Ministerin zieht damit Konsequenzen aus Geiselnahme in Lübeck vom Heiligabend. 80 Minuten Befragung im Kieler Landtag

Kiel. Als Konsequenz aus dem Vorfall in Lübeck verschärft Justizministerin Anke Spoorendonk (SSW) die Vorschriften für den Umgang mit schweren Straftaten in Schleswig-Holsteins Justizvollzugsanstalten. Künftig müssten die Strafverfolgungsbehörden unmittelbar nach Vorkommnissen eingeschaltet werden, sagte Spoorendonk gestern in einer Fragestunde im Landtag. Dies gilt landesweit und beispielsweise auch für versuchte Geiselnahmen. Spoorendonk hat einen vorläufigen Erlass herausgegeben, der nun mit der Staatsanwaltschaft umfassend rechtlich abgestimmt werden muss.

Auslöser war die gescheiterte Geiselnahme in der JVA Lübeck an Heiligabend 2014. Damals war erst am folgenden Tag eine Strafanzeige erfolgt. „So wie sich mir der Fall aus heutiger Sicht darstellt, war dies ein Fehler“, sagte Spoorendonk. Nach den Geschehnissen im Gefängnis war die Leitstelle der Polizei eher zufällig informiert worden. Diese hatte telefonisch angefragt, ob sie einen Gefangenen dorthin bringen lassen kann.

Spoorendonk nahm aber die in die Kritik geratene Anstaltsleiterin Agnete Mauruschat ausdrücklich in Schutz: „Ihre Handlungsweise war korrekt.“ Sie habe sich gemäß der seinerzeit gültigen Vorschriften für den Umgang mit solchen Fällen korrekt verhalten. Diese seien nun per vorläufigem Erlass geändert worden.

Exakt 80 Minuten lang musste sich Spoorendonk im Plenum den Fragen der Opposition stellen. Elf CDU- und vier Piraten-Abgeordnete hatten zuvor Fragen eingereicht. Inhaltlich gab es zu den Vorgängen rund um die gescheiterte Geiselnahme aber wenig Neues. „Ich bitte um Verständnis, dass ich diese Frage zurzeit nicht beantworten kann“, sagte Spoorendonk beispielsweise auf die Frage, ob es im Vorfeld Informationen über eine geplante Geiselnahme gegeben habe.

Spoorendonk kündigte an, allen im Raum stehenden Vorwürfen werde nachgegangen. „Erst dann können wir alles bewerten und gegebenenfalls Konsequenzen daraus ziehen.“ Prüfung bedeute aber, dass es keine Vorfestlegungen gebe. Sie wolle die laufenden staatsanwaltschaftlichen Ermittlungen nicht behindern. „Es ist nicht die Aufgabe einer Justizministerin, eigene Ermittlungen anzustellen.“

Siebenmal sei sie seit Amtsantritt bereits in der JVA Lübeck gewesen, sagte Spoorendonk.

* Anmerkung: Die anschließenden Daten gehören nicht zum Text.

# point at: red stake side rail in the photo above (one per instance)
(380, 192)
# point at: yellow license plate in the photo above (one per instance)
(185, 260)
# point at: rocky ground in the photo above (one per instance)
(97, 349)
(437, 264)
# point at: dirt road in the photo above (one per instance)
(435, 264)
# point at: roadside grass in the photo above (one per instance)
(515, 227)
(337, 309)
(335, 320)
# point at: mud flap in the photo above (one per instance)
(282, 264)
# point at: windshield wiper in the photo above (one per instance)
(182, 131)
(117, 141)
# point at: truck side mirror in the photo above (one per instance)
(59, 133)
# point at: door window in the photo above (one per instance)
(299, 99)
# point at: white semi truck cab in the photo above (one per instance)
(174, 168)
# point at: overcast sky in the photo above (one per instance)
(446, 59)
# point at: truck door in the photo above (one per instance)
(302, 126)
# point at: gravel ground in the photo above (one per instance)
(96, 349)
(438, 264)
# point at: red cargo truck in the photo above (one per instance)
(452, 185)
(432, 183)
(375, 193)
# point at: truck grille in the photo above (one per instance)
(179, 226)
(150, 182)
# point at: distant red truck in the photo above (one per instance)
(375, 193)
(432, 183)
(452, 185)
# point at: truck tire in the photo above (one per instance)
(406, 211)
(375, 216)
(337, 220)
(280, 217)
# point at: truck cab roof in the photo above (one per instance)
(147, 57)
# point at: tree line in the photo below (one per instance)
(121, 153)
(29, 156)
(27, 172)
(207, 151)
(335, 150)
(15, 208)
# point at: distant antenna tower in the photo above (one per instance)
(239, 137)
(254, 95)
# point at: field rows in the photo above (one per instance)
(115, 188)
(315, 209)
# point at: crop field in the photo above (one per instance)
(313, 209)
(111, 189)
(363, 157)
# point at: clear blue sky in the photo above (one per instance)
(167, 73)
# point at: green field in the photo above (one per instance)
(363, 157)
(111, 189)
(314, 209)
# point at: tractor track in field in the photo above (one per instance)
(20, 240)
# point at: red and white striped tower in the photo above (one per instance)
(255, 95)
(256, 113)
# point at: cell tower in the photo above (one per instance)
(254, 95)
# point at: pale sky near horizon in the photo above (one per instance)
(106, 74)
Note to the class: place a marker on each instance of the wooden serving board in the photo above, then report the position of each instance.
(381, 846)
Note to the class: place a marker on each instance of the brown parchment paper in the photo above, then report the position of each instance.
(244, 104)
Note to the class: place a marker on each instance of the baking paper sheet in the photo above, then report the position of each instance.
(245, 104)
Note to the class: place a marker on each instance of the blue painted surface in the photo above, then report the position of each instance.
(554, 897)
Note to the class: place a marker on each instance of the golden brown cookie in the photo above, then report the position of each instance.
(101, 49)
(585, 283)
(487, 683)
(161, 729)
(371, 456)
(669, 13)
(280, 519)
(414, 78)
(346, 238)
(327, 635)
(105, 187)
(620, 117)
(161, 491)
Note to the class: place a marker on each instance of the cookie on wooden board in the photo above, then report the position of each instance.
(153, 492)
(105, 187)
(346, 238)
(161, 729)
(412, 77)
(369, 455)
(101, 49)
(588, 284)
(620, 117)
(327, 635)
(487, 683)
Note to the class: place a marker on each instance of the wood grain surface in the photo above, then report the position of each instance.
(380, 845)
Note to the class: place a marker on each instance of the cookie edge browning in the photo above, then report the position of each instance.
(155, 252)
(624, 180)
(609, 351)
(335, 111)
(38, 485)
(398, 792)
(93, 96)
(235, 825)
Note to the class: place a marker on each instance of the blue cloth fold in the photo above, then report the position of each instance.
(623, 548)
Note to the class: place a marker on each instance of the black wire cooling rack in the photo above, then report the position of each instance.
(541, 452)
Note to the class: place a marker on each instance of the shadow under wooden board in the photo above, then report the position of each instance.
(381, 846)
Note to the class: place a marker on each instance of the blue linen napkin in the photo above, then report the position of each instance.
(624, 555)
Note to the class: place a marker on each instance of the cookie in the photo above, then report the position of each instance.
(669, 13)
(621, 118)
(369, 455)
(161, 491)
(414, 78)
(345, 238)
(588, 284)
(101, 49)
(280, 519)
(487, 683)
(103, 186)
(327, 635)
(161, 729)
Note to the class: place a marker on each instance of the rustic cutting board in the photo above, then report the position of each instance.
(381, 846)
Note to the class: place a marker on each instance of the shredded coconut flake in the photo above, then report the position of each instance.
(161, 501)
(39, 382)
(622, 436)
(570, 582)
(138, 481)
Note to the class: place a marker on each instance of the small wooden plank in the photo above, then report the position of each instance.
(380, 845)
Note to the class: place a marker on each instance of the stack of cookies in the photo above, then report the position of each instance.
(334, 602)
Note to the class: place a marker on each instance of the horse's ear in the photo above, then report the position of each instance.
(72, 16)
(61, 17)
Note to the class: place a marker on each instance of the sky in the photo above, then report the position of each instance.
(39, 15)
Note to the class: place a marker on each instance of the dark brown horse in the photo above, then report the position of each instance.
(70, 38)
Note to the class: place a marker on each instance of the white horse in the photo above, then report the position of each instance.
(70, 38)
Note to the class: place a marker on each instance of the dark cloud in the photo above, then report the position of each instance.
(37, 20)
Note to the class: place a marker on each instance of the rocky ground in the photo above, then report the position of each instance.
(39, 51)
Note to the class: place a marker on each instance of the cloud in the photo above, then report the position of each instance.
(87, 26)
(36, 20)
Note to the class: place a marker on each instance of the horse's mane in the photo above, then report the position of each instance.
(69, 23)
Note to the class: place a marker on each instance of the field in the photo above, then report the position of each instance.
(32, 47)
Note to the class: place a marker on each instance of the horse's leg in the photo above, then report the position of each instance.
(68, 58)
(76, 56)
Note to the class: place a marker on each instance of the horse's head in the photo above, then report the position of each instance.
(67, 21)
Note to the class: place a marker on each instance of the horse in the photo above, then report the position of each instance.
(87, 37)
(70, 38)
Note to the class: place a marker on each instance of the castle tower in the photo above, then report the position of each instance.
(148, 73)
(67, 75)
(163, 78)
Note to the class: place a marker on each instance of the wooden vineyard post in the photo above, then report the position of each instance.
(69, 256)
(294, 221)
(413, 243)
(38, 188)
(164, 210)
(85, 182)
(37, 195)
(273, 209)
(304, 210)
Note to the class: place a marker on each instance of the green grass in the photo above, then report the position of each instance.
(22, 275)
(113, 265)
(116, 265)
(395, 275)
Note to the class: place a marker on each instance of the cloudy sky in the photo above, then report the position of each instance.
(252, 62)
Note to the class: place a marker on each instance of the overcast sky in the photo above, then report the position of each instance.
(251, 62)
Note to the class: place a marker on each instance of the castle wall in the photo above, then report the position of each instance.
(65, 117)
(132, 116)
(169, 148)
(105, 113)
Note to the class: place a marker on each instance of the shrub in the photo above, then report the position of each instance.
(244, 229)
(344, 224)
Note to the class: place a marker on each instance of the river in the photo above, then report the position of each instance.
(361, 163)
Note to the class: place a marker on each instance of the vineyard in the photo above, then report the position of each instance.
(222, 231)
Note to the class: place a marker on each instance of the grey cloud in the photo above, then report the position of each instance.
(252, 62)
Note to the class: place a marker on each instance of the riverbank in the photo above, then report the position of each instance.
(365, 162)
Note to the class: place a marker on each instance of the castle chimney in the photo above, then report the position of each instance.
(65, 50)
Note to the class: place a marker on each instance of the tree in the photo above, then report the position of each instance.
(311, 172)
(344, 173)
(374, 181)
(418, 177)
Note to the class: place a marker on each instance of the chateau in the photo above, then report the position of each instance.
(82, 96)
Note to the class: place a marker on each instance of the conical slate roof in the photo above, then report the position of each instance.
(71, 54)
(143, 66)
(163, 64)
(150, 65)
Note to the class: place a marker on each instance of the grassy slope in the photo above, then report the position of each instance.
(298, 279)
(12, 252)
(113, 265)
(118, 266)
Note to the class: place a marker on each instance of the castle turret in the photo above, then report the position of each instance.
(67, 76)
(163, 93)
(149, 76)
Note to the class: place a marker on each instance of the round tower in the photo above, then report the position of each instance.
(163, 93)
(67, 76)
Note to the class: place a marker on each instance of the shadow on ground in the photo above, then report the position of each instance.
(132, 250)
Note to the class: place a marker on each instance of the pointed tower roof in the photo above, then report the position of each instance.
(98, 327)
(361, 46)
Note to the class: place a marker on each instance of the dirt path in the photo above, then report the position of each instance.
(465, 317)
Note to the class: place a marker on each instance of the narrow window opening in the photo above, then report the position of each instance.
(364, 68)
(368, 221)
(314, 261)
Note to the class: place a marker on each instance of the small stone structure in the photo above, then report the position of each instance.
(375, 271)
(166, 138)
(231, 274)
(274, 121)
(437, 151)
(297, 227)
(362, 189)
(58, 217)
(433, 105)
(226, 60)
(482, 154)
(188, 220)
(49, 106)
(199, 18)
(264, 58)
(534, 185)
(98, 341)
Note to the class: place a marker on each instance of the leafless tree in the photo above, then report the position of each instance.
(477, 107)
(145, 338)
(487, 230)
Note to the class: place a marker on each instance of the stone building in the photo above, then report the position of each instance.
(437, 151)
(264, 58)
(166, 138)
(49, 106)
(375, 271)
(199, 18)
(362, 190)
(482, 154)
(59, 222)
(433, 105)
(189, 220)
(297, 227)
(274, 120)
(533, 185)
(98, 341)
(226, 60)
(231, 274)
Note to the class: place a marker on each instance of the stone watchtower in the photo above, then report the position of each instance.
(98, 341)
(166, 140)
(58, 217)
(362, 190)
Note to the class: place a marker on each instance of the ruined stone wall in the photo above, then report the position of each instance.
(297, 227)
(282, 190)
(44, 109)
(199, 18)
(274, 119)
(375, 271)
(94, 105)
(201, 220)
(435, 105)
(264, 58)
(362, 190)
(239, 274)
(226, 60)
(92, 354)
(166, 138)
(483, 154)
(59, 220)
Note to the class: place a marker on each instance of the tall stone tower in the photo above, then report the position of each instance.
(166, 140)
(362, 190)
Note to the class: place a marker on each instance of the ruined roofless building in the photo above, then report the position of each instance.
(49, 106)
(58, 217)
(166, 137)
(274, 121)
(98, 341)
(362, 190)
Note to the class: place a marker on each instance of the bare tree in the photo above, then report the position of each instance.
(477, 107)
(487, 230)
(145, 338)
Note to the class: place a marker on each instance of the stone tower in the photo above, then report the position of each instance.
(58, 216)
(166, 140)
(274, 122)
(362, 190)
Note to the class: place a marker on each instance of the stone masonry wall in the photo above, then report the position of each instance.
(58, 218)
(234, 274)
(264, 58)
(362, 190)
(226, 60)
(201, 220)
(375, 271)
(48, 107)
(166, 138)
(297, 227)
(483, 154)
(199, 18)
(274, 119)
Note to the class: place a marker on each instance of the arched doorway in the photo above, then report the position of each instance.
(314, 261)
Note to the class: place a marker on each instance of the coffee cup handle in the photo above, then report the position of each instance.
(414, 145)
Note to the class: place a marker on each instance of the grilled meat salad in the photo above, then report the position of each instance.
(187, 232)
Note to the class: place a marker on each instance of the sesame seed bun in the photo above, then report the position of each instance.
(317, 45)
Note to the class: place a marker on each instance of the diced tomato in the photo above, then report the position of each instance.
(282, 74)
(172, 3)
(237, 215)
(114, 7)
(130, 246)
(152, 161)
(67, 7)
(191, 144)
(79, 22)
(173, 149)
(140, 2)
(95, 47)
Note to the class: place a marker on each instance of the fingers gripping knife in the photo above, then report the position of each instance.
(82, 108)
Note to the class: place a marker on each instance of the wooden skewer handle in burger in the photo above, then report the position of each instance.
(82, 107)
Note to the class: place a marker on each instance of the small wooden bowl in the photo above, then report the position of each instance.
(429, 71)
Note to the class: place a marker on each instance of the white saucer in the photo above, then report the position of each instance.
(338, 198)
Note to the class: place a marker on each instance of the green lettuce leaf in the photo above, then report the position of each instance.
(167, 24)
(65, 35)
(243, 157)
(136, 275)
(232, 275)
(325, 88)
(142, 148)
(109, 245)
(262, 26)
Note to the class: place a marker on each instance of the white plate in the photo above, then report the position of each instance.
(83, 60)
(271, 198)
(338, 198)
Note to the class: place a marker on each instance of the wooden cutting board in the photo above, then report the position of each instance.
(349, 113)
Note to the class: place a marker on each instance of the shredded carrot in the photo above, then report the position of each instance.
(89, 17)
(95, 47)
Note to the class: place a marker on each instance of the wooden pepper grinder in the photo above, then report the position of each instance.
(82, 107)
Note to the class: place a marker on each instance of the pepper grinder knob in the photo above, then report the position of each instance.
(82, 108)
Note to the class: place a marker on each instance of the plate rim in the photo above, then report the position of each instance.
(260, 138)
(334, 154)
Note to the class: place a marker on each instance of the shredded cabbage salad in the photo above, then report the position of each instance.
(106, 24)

Bei jedem Besuch habe sie mit Mitarbeitern gesprochen. „Ich habe den verletzten Mitarbeitern schriftlich mit einem Blumenstrauß meine besten Genesungswünsche zukommen lassen“, sagte Spoorendonk. Sie habe darauf nur positive Rückmeldungen bekommen.

In der JVA Lübeck hatten vier Insassen einen Beamten mit einem Messer bedroht und überwältigt. Nach einer Viertelstunde befreiten andere JVA-Mitarbeiter ihren Kollegen.